Elle sourit et demande :

— Et donc, cette poussière, tu sais d’où elle venait ?

— Non, absolument pas, mais je sais que ça vient de Kira. C’est obligé, y a aucune autre explication.

— D’accord.

— D’accord ? je répète étonné.

Comment elle peut uniquement me répondre d’accord ? Ça a pas de sens, je lui dis qu’il se passe des choses inexplicables et impossibles, et elle est « d’accord ».

— Rita ! je râle, bien trop offusqué.

— Tu sais, Jules, j’ai toujours cru en l'existence de phénomènes mystiques, ça ne fait pas de moi une folle. Si ?

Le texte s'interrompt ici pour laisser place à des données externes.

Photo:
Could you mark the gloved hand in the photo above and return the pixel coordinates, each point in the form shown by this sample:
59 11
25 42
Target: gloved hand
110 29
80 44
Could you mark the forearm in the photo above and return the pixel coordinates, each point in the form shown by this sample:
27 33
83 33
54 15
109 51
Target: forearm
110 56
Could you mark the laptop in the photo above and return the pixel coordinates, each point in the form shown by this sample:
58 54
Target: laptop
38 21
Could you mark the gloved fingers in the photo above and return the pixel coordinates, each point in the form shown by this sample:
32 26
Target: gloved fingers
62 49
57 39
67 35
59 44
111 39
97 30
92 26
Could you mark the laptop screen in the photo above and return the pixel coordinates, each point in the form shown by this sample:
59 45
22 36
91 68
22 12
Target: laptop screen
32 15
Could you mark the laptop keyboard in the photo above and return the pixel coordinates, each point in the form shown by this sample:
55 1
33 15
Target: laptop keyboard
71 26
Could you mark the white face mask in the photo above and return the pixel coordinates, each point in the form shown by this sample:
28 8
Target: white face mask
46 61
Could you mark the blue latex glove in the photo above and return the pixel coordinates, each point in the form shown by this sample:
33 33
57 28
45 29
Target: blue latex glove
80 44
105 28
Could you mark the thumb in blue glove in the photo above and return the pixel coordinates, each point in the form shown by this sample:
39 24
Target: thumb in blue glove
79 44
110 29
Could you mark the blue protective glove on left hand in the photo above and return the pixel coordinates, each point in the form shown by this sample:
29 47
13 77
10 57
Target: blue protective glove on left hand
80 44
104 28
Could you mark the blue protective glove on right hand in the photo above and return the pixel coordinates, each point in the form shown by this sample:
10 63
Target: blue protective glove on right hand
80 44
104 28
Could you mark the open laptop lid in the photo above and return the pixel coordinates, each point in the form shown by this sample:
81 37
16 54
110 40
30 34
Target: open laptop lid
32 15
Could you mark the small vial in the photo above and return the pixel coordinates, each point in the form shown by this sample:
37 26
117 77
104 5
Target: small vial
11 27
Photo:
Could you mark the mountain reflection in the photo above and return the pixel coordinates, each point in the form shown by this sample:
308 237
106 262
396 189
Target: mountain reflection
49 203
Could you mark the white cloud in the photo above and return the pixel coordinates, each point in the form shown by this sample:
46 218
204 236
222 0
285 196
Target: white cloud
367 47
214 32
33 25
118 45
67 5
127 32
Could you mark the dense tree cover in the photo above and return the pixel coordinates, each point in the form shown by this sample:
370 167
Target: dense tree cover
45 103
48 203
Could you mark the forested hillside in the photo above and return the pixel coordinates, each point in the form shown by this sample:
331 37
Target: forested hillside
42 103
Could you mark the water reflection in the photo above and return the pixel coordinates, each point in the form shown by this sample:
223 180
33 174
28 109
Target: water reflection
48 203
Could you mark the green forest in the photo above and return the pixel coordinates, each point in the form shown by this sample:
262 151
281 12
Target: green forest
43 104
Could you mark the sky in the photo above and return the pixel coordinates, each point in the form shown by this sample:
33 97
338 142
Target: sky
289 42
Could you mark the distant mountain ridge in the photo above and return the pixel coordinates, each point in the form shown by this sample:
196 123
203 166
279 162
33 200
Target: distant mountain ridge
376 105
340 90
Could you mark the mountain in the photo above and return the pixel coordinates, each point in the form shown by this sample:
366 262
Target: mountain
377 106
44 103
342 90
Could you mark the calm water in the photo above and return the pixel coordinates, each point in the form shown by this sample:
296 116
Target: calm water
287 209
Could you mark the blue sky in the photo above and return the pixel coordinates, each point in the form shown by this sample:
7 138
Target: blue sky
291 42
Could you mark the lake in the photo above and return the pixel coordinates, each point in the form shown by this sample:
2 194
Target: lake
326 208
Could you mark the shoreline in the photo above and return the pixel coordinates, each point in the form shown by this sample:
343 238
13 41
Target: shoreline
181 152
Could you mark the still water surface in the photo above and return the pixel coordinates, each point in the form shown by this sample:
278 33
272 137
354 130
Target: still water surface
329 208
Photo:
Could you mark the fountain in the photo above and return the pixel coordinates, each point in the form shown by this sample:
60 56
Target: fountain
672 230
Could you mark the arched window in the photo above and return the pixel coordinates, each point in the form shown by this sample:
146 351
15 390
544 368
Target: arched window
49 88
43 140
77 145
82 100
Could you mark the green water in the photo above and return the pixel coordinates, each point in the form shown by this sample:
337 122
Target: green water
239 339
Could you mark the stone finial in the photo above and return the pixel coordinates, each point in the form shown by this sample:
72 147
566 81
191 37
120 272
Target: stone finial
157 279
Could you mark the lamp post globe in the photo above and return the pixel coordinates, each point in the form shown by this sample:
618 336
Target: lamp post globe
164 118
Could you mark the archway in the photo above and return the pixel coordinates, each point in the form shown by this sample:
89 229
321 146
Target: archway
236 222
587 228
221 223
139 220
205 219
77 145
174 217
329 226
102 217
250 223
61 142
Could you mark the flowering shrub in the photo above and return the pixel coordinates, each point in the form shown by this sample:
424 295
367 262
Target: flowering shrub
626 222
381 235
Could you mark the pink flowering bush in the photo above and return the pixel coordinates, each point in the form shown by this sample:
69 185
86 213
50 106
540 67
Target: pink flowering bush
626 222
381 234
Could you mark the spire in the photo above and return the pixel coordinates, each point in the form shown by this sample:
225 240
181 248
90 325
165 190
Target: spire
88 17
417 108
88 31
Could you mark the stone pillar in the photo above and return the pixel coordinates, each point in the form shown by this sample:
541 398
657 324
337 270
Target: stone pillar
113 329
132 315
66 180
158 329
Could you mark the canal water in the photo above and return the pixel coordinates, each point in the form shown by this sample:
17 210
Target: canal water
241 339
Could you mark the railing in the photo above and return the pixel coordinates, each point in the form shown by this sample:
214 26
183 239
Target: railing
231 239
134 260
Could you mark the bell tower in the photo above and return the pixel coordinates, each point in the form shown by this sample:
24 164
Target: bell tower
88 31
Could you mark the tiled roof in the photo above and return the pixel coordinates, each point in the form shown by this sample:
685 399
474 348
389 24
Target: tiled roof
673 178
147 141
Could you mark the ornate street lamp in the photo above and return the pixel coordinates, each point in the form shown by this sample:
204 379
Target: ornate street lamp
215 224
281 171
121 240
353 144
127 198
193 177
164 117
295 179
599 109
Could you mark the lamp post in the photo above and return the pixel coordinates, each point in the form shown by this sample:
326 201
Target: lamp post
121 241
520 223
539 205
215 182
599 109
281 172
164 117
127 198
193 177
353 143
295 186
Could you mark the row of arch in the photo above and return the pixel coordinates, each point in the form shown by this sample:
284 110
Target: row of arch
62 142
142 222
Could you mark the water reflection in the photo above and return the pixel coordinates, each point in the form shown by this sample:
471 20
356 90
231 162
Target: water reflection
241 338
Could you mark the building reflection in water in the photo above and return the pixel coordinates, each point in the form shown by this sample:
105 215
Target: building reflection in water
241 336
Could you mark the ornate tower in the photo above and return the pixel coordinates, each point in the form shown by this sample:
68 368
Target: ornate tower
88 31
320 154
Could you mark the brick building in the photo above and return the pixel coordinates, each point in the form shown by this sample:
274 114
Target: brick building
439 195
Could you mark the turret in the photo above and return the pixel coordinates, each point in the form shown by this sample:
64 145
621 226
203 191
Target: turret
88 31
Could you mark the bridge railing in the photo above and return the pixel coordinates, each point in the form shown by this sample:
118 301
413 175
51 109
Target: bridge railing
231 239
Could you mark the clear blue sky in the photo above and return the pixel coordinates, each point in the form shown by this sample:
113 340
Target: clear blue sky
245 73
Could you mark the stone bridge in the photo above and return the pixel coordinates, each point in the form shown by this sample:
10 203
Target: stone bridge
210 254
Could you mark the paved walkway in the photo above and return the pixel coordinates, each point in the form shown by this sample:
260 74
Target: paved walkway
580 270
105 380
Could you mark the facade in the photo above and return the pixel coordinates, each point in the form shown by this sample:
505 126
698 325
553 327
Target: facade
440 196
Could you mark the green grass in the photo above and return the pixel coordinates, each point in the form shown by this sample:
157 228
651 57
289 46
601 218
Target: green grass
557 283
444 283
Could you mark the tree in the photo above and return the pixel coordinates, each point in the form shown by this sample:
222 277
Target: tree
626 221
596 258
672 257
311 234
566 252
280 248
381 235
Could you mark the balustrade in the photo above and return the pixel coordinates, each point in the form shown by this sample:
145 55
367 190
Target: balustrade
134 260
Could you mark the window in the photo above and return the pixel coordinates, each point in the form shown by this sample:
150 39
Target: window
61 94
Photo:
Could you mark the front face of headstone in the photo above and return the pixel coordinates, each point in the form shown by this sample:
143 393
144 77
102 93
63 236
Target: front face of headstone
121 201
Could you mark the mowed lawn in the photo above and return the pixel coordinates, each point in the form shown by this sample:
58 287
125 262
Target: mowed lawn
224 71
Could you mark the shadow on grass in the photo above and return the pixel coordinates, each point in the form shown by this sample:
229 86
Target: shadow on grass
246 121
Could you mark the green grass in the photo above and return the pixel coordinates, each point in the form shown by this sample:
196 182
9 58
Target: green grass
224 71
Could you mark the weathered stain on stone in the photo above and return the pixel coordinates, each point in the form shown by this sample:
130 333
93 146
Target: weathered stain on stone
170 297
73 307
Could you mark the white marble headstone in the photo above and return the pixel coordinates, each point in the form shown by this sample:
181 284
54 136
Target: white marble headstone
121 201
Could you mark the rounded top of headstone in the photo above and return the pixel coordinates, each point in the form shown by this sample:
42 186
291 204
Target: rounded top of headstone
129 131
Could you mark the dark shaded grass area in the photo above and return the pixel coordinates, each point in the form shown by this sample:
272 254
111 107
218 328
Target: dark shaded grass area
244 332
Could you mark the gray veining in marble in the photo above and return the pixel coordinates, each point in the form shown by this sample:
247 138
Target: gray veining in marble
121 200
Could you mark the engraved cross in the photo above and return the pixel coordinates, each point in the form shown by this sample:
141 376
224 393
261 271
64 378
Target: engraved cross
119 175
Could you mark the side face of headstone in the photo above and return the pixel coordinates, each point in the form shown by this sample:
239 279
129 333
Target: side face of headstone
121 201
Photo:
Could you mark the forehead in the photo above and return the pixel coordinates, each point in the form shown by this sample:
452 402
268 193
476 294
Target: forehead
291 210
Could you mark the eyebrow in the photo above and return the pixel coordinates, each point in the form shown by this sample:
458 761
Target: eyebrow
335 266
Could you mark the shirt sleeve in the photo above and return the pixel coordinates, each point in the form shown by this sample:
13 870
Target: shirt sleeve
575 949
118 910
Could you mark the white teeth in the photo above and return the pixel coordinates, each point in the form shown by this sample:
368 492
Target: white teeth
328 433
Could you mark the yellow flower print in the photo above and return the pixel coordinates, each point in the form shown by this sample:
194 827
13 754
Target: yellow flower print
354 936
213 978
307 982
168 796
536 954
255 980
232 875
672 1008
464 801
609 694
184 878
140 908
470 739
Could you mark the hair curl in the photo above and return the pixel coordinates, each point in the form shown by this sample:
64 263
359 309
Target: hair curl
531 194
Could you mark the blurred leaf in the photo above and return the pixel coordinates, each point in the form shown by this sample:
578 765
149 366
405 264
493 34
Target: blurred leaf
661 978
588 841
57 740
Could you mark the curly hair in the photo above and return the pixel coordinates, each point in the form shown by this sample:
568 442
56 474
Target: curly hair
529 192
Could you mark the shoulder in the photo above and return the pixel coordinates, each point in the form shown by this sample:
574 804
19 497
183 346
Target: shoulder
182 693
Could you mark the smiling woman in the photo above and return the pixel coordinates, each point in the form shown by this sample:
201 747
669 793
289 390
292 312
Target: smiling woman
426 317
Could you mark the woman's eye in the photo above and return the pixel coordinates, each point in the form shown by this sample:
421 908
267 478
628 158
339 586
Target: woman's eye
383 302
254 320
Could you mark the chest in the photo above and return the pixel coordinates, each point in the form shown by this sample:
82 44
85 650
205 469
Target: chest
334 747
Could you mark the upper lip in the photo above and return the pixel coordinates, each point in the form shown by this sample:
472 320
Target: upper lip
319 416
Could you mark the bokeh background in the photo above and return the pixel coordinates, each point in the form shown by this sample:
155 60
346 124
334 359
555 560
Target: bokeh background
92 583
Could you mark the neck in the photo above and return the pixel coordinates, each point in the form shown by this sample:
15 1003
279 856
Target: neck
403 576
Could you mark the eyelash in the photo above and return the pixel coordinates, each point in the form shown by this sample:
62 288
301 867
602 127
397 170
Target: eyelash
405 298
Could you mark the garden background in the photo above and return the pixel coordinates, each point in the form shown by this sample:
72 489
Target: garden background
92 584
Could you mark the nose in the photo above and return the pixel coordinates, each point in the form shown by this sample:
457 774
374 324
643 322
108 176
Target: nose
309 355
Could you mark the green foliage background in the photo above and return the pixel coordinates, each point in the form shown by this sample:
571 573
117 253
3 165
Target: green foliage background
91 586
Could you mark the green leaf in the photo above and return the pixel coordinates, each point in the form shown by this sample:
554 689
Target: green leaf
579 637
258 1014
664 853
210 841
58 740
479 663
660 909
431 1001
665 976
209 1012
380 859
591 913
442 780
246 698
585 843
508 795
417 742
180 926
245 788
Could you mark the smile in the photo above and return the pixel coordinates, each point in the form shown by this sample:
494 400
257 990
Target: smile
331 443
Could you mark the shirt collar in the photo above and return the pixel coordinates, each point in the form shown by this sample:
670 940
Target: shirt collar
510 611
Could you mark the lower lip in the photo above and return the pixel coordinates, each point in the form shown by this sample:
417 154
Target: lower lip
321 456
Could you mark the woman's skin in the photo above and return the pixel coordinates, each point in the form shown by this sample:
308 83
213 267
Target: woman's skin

— Non ! Bien sûr que non ! Cette lueur était argentée. je révèle, car maintenant j’ai confiance vu sa confidence quelques paroles avant, elle me croit, j’en suis certain.

— Quand j’me suis écarté de Kira, bah … la poussière est partie. C’est pour cela que j’affirme que c’est lié à elle.

— Et… qu’est-ce qui t’empêche de t’approcher d’elle ?

— Tout, Rita. Je suis sur les traces de cette femme depuis plusieurs mois. Nous avons littéralement rien en commun. Elle est posée, intelligente, douce et pleine d’empathie, contrairement à moi qui…

— Je me demande quand tu vas enfin commencer à croire en toi ? elle m’interrompt dans un soupir d’exaspération

— T’as oublié qui j’suis ? Un criminel ? Un putain de mafieux ? je hurle, car pour moi c'est une évidence, et si tel est le cas, elle n'a pas besoin d'être stipulée.

— Tu exécutes simplement les ordres.

— Et je couvre qui j’suis en étant patron d’une entreprise de logiciels !

— Rencontre cette femme, Jules. Peu importe combien tu essaies de fuir, tout te ramène à elle. Et ce signe qui est né au bout de tes doigts, tu comptes aussi le mettre de côté ? Ton cœur souffre…

— Pour ça il faudrait déjà qu’il m’en reste un.

— Je suis sûre que oui.

— Non Rita, j’ai été détruit, j'habite un cœur brisé.

— Ton passé a façonné l'homme que tu es devenu. Si j'arrive à voir les bons côtés en toi, pourquoi Kira n’y arriverait pas ?

— Le jour où elle apprendra la vérité sur moi, je crains de la perdre à jamais.

Rita secoue la tête en signe de désaccord. Elle fait partie de mes proches qui, dans des moments spéciaux comme celui-ci, savent me faire repenser les choses, les remettre en perspective. Grâce à elle, j’arrive à me remettre en question et je réalise que je passe à côté de nombreux aspects de ma personnalité face à la situation actuelle.